Kumar Suresh
Department of Bioinformatics, School of Biotechnology and Health Sciences, Karunya University, Coimbatore -641114, Tamil Nadu, India;
Bioinformation. 2011;7(7):360-5. doi: 10.6026/97320630007360. Epub 2011 Dec 10.
Cytochromes P450 (CYPs) are a super family of heme-containing enzymes well-known for their monooxgenase reaction. There are 57 CYP isoenzymes found in human which exhibit specific physiological functions. Thirteen members of this super family are classified as "orphan" CYP because of their unknown enzymatic functions. CYP4V2 is found to be a potential drug target for Bietti crystalline corneoretinal dystrophy (BCD). However, three-dimensional structure, the active site topology and substrate binding modes of CYP4V2 remain unclear. In this study, the three-dimensional model of CYP4V2 was constructed using the homology modeling method. Four possible fatty acid substrates namely, caprylic, lauric, myrisitc and palmitic acids were optimized and evaluated for drug likeness using Lipinski's rule of five. Further, these substrates were docked into active sites of CYP4V2 and several key residues responsible for substrate binding were identified. These findings will be helpful for the structure-based drug design and detailed characterization of the biological roles of CYP4V2.

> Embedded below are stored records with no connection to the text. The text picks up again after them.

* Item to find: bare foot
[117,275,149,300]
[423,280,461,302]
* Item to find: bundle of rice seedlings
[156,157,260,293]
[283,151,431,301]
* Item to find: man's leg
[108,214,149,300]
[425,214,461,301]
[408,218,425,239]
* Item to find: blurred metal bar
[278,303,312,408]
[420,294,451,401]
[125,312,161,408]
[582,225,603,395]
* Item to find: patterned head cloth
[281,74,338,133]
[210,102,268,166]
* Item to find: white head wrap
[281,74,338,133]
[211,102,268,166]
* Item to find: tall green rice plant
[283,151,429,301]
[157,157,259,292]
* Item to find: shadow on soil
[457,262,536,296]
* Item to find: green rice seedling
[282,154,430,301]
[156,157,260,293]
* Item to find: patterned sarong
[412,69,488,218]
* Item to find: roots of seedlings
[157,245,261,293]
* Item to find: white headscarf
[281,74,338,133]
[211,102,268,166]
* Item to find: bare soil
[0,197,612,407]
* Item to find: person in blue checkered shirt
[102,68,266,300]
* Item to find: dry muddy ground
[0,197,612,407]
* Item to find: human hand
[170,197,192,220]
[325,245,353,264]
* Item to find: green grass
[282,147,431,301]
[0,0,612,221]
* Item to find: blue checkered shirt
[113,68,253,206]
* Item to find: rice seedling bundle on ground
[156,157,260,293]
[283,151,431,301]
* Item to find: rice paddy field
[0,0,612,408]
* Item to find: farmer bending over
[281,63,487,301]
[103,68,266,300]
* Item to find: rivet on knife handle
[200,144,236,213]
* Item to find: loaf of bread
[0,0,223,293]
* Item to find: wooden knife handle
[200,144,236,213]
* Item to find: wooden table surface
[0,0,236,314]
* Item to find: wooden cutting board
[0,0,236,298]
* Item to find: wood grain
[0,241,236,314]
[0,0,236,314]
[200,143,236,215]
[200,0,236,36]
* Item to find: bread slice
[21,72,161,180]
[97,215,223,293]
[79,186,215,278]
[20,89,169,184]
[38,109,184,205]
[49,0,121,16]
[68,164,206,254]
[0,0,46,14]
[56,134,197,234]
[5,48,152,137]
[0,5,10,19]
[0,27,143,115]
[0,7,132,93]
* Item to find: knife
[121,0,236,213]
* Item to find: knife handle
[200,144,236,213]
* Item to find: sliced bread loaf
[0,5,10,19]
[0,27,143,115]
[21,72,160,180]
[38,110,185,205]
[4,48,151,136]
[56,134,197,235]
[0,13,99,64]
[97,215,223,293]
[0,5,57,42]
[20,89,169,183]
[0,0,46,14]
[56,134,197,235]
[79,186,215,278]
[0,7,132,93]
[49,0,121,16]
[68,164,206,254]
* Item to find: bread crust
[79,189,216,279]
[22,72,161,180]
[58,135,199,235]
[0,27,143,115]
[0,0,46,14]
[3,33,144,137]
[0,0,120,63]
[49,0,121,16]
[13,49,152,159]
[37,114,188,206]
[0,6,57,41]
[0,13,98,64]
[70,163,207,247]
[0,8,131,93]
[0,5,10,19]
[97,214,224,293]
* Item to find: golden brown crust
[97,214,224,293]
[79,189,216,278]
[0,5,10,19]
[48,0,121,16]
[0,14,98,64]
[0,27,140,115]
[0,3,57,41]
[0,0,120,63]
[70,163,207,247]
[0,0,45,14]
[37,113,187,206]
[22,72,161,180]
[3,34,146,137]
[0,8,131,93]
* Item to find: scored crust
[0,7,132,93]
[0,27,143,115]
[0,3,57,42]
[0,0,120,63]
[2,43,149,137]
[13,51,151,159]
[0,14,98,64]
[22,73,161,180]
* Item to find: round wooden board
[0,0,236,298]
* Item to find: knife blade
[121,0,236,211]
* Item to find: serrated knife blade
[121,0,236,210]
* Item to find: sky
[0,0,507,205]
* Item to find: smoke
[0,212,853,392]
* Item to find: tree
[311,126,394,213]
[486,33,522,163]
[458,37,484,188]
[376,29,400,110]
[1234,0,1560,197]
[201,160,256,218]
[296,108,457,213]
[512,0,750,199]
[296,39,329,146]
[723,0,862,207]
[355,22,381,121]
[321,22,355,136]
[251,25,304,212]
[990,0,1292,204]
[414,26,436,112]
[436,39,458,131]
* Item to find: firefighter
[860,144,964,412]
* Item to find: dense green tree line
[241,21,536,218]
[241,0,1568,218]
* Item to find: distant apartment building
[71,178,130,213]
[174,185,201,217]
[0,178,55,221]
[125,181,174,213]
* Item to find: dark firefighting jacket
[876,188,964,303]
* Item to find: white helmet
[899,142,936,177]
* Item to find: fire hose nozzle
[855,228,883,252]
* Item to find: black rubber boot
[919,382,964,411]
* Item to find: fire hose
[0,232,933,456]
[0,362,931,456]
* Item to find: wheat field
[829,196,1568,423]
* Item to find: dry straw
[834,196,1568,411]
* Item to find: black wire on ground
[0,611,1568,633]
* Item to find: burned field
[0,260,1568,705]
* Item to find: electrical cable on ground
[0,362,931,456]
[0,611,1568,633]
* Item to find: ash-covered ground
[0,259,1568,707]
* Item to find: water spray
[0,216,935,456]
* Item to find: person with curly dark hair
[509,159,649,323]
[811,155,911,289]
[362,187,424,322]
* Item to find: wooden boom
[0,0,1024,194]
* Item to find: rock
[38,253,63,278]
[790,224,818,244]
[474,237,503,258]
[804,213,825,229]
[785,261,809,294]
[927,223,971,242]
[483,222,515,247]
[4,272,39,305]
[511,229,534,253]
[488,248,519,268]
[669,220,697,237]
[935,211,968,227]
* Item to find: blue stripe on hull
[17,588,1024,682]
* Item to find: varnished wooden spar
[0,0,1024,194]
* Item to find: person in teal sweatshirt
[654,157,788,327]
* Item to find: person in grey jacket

细胞色素P450(CYPs)是一类含血红素的酶超家族,以其单加氧酶反应而闻名。在人类中发现了57种CYP同工酶,它们具有特定的生理功能。该超家族的13个成员因其未知的酶功能而被归类为“孤儿”CYP。CYP4V2被发现是贝蒂氏结晶性角膜视网膜营养不良(BCD)的潜在药物靶点。然而,CYP4V2的三维结构、活性位点拓扑结构和底物结合模式仍不清楚。在本研究中,使用同源建模方法构建了CYP4V2的三维模型。对四种可能的脂肪酸底物,即辛酸、月桂酸、肉豆蔻酸和棕榈酸进行了优化,并使用Lipinski五规则评估了药物相似性。此外,将这些底物对接至CYP4V2的活性位点,并鉴定了几个负责底物结合的关键残基。这些发现将有助于基于结构的药物设计以及对CYP4V2生物学作用的详细表征。